Perhaps I am at least partially responsible for George's assessment that al Qaeda is a spent force. I have been writing for years about how the al Qaeda core has struggled to remain relevant; even in my January 2015 net assessment of the al Qaeda core, I wrote that it was weak and threatened by the Islamic State.
However, I also wrote in January that the al Qaeda core's weakness and irrelevance were not necessarily permanent. We have seen jihadist groups rebound after experiencing substantial losses on the battlefield; the Islamic State is a prime example of this resilience. Because of this ability to regenerate, I wrote that if the intense pressure on al Qaeda was reduced, and if it were able to find some space in which to operate, the group could regain strength. This is exactly what has happened. The past six months have been very good for al Qaeda, and the group is in fact recovering strength. In addition, the vigorous internal and external efforts to brand al Qaeda as the "more moderate brand of jihadism," and therefore more politically acceptable than the Islamic State, will also help ensure it can receive more foreign support. These factors may help ensure that al Qaeda's ideology will outlast the Islamic State's version of jihadism.
Focus on Ideology
Ideologies are harder to kill than individuals and organizations. As we've seen in the past with an array of other radical ideologies, including Marxism and white supremacy, leaders and groups come and go, but ideology can outlive individual leaders and groups. That said, individual leaders can leave their imprint on an ideology, shaping it in a manner that outlives them. Josef Stalin and Leon Trotsky had very different ideas about Marxism and how to implement it, while the jihadism developed by the Islamic State and Abu Musab al-Zarqawi differs significantly from that of al Qaeda and Osama bin Laden. And as with the physical and ideological battles between Stalinists and Trotskyites, there are also battles between the Islamic State and al Qaeda jihadists.
Indeed, the Islamic State and al Qaeda are locked in active combat in places like Syria, Pakistan and increasingly, Libya. But beyond physical confrontations, the Islamic State has also attacked al Qaeda's ideology and operational philosophy. The Islamic State's more extreme form of jihadism poses a clear existential threat to al Qaeda's ability to retain its current adherents, recruit new members and solicit funds from wealthy donors. But this extremism is a double-edged sword in that it also serves to alienate many Muslims, and this alienation has constrained the Islamic State's ability to spread beyond its core areas.

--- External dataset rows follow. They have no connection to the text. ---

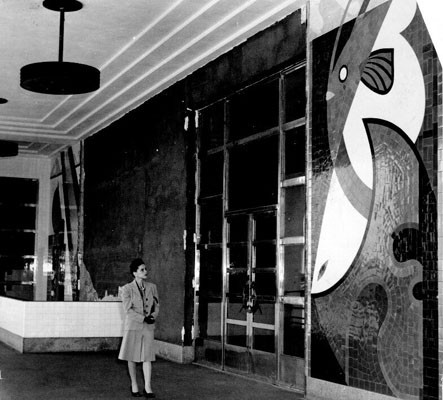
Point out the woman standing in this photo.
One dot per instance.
(140, 303)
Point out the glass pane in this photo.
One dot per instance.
(254, 110)
(264, 340)
(265, 313)
(294, 211)
(210, 319)
(293, 331)
(16, 217)
(295, 95)
(211, 126)
(236, 335)
(210, 293)
(295, 152)
(238, 257)
(253, 174)
(211, 273)
(265, 255)
(211, 220)
(294, 270)
(211, 182)
(238, 228)
(236, 306)
(265, 226)
(265, 285)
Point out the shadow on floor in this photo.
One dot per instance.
(84, 376)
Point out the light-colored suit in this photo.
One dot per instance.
(133, 305)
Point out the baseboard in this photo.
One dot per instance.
(11, 340)
(174, 352)
(318, 389)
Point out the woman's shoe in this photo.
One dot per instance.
(135, 394)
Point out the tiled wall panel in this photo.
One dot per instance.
(375, 103)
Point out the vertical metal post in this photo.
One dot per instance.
(61, 35)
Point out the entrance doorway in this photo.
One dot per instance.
(249, 278)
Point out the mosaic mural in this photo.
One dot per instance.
(374, 279)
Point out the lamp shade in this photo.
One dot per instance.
(8, 149)
(59, 77)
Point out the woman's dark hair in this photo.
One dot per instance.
(135, 263)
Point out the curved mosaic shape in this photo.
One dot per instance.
(368, 314)
(378, 74)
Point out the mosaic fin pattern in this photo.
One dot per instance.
(374, 280)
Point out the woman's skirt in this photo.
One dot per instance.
(138, 346)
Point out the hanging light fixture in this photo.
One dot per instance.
(60, 77)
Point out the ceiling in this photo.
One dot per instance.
(140, 47)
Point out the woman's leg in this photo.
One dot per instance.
(147, 368)
(133, 375)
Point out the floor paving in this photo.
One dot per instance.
(84, 376)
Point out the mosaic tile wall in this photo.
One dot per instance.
(374, 211)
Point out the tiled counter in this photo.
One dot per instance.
(34, 326)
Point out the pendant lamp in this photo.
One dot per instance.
(60, 77)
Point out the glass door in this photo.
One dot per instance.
(251, 293)
(250, 239)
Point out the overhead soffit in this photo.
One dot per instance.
(141, 48)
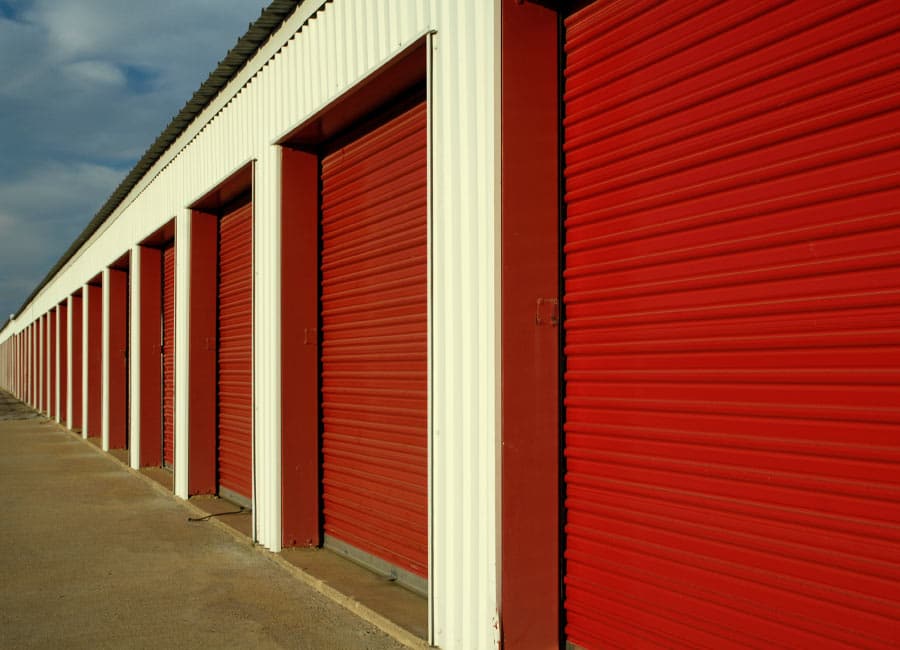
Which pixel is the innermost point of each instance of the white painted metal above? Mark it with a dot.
(320, 53)
(84, 360)
(134, 359)
(69, 399)
(56, 367)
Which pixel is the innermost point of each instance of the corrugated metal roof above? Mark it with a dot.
(258, 33)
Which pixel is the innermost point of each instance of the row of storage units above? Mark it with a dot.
(580, 320)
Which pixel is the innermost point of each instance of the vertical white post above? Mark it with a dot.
(85, 355)
(104, 371)
(69, 402)
(134, 361)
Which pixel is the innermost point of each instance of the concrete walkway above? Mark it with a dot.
(94, 556)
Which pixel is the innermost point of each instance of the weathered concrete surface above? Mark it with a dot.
(92, 556)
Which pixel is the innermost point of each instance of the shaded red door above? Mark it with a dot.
(51, 364)
(374, 342)
(168, 355)
(235, 352)
(732, 264)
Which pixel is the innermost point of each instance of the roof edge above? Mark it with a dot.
(271, 18)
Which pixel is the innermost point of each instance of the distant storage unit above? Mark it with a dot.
(579, 320)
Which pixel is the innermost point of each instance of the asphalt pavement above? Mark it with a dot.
(92, 555)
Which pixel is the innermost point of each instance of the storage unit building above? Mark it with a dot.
(580, 319)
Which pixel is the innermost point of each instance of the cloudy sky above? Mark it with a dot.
(86, 87)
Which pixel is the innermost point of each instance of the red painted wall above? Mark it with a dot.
(94, 359)
(202, 355)
(530, 598)
(77, 356)
(118, 359)
(299, 351)
(149, 351)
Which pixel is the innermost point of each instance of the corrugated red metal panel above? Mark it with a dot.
(732, 272)
(93, 357)
(374, 342)
(63, 362)
(168, 360)
(77, 360)
(235, 352)
(51, 363)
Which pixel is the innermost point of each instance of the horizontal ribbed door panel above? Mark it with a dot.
(374, 342)
(235, 352)
(168, 355)
(51, 364)
(732, 299)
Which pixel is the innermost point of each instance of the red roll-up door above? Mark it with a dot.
(235, 352)
(168, 355)
(374, 350)
(51, 364)
(732, 266)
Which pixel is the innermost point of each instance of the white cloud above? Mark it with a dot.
(97, 72)
(88, 85)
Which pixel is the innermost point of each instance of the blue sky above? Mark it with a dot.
(87, 85)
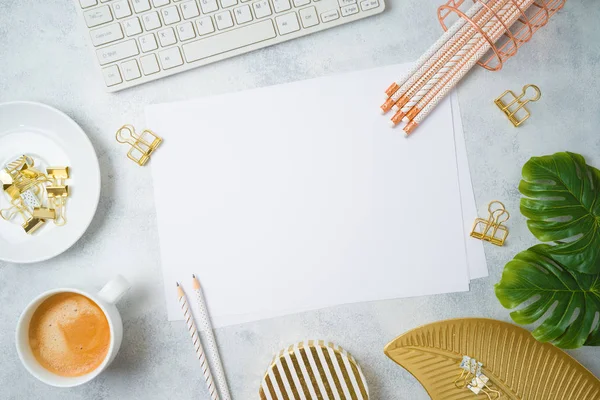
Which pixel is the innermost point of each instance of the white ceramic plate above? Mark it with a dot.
(52, 139)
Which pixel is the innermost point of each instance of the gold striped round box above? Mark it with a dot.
(314, 370)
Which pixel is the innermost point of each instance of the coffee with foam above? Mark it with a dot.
(69, 334)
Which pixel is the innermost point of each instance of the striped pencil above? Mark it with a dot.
(433, 49)
(457, 58)
(440, 58)
(189, 319)
(209, 337)
(433, 98)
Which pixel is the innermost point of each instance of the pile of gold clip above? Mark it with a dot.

Certainly, we have seen some militant groups pledge allegiance to the Islamic State and its self-proclaimed caliph, Abu Bakr al-Baghdadi, but so far these groups have operated like al Qaeda franchises rather than true Islamic State provinces operating under a central authority. For example, Boko Haram has changed its name to Wilayat al Sudan al Gharbi to reflect that it is an African wilayat, or province, of the Islamic State. But Abubakar Shekau still leads Boko Haram, and we have seen no evidence suggesting the Islamic State has been funneling money, fighters or weapons to the group.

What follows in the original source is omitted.